Şehir ve özel hastanelerinin ihale yoluyla personel ihtiyacını karşıladığını söyleyen Nalin, işinin ehli olmayan insanların laboratuvarda çalışmasından rahatsızlık duyduğunu sözlerine ekliyor: “Uzun süredir sözleşmeli bir şekilde sağlık ocağında çalışıyorum. Mezun olduğum ve eğitim aldığım bölüm bilinçsiz insanlarla doldurulduğu için biz hala atamaları bekliyoruz. Bilinçsiz insanlar hastanelerde bizim yerimizi dolduruyor. Sağlık Bakanlığının yakın zamanda bu duruma bir çözüm getirmesini istiyoruz.”

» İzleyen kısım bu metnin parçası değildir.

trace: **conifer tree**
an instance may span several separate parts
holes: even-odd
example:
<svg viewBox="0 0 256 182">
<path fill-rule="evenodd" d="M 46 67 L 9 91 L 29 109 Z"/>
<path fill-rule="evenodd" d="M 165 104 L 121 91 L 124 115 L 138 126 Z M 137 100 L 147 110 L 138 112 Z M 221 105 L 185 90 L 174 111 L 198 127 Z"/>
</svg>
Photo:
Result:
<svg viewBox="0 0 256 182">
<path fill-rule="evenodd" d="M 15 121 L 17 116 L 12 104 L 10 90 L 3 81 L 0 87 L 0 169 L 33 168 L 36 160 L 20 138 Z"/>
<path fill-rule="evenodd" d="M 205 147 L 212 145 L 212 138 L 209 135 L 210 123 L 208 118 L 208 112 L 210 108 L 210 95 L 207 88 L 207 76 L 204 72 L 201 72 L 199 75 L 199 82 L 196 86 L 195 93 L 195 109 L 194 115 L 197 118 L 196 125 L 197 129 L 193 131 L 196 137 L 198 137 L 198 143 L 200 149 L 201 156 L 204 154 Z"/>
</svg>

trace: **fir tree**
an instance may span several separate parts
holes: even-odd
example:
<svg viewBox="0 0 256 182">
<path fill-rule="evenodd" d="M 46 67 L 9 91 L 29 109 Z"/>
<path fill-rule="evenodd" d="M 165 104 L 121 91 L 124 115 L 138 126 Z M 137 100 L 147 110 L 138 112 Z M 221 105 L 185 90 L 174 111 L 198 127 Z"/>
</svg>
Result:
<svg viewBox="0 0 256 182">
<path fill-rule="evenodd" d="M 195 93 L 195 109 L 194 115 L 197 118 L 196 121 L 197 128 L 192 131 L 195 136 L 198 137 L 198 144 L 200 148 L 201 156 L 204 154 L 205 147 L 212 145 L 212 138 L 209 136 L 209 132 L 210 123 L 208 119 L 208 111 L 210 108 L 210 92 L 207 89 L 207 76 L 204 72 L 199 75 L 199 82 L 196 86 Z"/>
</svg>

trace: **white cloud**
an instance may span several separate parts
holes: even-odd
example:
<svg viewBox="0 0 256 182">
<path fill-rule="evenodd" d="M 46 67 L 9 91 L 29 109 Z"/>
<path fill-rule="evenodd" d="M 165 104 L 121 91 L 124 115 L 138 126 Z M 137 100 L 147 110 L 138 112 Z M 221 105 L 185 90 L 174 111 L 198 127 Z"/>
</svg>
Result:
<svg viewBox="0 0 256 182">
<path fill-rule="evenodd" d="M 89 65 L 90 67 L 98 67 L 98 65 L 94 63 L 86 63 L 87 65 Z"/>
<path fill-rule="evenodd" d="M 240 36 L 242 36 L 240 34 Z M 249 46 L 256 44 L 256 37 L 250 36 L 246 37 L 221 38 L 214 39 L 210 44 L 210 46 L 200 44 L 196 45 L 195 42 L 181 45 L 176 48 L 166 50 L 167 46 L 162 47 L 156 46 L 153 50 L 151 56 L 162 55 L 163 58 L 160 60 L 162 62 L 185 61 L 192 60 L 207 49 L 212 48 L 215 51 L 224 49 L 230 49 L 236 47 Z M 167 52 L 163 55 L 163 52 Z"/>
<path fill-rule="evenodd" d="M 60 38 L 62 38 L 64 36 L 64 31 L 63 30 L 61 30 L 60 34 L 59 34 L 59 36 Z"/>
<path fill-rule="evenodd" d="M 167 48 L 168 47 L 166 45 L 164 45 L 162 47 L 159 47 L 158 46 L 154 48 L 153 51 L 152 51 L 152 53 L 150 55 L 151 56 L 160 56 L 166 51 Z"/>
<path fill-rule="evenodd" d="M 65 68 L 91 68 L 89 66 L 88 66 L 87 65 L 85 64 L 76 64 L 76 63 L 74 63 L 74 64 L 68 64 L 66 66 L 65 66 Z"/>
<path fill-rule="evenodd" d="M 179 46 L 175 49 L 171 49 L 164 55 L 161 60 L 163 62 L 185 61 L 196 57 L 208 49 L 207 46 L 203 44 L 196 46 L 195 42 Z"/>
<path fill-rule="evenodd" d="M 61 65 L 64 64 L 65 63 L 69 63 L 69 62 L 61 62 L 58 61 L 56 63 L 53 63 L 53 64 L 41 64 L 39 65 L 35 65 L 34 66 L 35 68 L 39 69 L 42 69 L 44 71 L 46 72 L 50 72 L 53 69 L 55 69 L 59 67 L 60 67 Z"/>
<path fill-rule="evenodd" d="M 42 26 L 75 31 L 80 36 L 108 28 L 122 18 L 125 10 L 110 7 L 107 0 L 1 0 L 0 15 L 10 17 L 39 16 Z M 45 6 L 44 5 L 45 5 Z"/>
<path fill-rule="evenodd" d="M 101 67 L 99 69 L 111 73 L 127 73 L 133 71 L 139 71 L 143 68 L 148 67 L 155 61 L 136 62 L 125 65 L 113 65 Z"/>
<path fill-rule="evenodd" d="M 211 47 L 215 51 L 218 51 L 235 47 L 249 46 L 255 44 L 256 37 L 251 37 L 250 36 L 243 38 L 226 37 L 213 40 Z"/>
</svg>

Daha az maliyet için taşeron işçiler istihdam ediliyor
Soma Devlet Hastanesi’nde çalışan ve ismini vermek istemeyen laboratuvar teknikeri, firmaların daha az maliyet ile laboratuvarda işçi çalıştırdığını söyleyerek, bu duruma tepkisini şöyle dile getiriyor: “Hastane ile anlaşması olan firmalar daha az maliyet karşılığında iş gücü sağlamak adına laboratuvar teknikerleri yerine kendi elemanlarını çalıştırıyor. Bu bir nevi benim gözümde fırsatçılık. Çünkü bizler laboratuvarlarda numune, deney ve testlerle ilgileniyoruz.”
Bu sistemin son bulmasını isteyen laboratuvar teknikeri, bu konudaki eksikliğin Türkiye’deki sağlık sisteminin bir sorunu olduğunu söylerken, Avrupa’da benzer bir uygulama olmadığını belirtiyor: “İnsan sağlığının bu kadar hafife alınması beni rahatsız ediyor. Fakat bu durumdan bizim yerimizi dolduran taşeron işçilerde memnun değil. Çünkü laboratuvar teknikeri adı altında çalışan ve farklı meslek dallarından mezun olan insanlar var. Kimyager, biyolog, hemşire laboratuvar teknikerlerinin yapması gereken işi yapıyor. Taşeron mantığı tamamen devletin uğraşmamak için insanları ve en kötüsü kamu laboratuvarlarını firmaların kontrolüne bırakmasına dayanıyor.”
“Tıbbi laboratuvar alanı değersiz görülüyor”
22 yaşında olan ve geçtiğimiz yıl Mart ayında atanan, ismini vermek istemeyen laboratuvar teknikeri, 70 bin mezundan kendilerine ayrılan kadro kontenjanın toplamda bin 541 olduğunu söyleyerek şunları belirtiyor:
“Tıbbi laboratuvar bir nevi hastanenin beyni ama genelde değersiz görülen bir bölümüz. Koronavirüs salgını kapsamında alımların artacağını bekliyorduk. Çünkü tıbbi laboratuvar teknikeri bir nevi hastanenin eli, ayağı. Senelerdir tıbbi laboratuvar teknikeri değersiz görülen bir bölüm oldu. Bizler de artık bu duruma dur demek istiyoruz.”